Menurutnya, sesuai dengan Undang-Undang Kesehatan, pihak yang melakukan tindak pidana ialah mereka yang dengan sengaja memproduksi obat tidak sesuai ketentuan. Lucia berpendapat kasus ini sudah diselesaikan pemerintah.

"Tidak ada tindak pidana (BPOM) terkait hal tersebut. Tindak pidana sesuai UU kesehatan bahwa setiap orang yang dengan sengaja memproduksi obat yang tidak memenuhi ketentuan. Itulah yang kita kenakan tindak pidana dan sudah diselesaikan oleh pemerintah," tandasnya.
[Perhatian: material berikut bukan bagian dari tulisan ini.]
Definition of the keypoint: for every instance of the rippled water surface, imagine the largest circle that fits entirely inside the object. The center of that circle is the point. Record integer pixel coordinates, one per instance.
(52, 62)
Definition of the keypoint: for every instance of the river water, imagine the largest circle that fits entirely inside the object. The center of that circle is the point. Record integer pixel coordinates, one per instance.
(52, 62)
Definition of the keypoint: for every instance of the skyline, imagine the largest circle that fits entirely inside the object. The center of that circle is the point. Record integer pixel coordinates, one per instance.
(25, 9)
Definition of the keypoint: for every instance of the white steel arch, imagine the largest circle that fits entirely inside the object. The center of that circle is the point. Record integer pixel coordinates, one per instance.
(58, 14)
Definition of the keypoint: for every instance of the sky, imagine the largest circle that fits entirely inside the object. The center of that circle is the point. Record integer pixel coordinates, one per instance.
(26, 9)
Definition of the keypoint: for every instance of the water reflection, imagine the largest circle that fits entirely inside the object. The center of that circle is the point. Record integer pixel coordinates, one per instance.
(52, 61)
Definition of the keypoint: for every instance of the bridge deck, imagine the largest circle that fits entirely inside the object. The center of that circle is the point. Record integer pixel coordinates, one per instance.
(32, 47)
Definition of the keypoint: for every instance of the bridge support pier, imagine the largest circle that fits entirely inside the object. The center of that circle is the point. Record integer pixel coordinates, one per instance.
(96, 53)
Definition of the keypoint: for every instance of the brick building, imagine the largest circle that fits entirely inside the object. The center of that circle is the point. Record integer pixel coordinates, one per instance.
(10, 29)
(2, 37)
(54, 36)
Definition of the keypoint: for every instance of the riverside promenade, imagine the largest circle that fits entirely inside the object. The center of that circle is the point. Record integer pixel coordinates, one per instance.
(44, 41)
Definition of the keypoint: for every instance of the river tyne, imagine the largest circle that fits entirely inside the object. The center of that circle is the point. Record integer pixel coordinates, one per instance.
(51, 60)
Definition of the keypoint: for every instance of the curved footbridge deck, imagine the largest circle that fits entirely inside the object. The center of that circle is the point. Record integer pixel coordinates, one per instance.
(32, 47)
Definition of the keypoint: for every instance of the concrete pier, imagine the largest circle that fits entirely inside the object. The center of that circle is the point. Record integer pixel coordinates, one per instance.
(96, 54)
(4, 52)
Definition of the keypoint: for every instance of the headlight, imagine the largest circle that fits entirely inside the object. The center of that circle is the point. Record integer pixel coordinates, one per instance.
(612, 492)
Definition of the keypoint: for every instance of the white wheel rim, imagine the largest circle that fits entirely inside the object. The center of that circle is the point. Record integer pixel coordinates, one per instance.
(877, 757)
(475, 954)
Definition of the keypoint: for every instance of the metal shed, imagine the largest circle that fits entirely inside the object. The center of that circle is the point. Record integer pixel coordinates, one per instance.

Jauh sebelum Lucia, Penny K Lukito juga kekeuh menyalahkan industri farmasi. Saat itu, Penny bahkan tak ingin  BPOM juga disalahkan terkait dengan beredarnya obat sirop yang megandung pelarut berbahaya.

Menurut dia, beredarnya obat sirop yang memicu kasus gagal ginjal juga merupakan tanggung jawab dari produsen. "Jadi jangan minta tanggung jawab kepada BPOM karena BPOM telah melaksanakan tugas sebaik-baiknya dalam kendala sumber daya manusia dan sumber daya lainnya yang ada," jelas Penny Lukito dalam konferensi persnya pada Kamis (27/10/2022) lalu.

Meski demikian, dia memastikan lembaganya akan memperkuat kembali pengawasan terhadap produsen. Selain itu juga dia meminta semua pihak untuk tidak saling menyalahkan terkait beredarnya obat dengan pelarut berbahaya itu.

Dia mengajak semua pihak untuk melakukan perbaikan secara bersama-sama. "Kalau mau jadi bangsa yg kuat, tidak menutupi gap yang ada. Mari kita bersama lakukan perbaikan secara bersama-sama. Kita harap ini bisa segera reda," jelas dia.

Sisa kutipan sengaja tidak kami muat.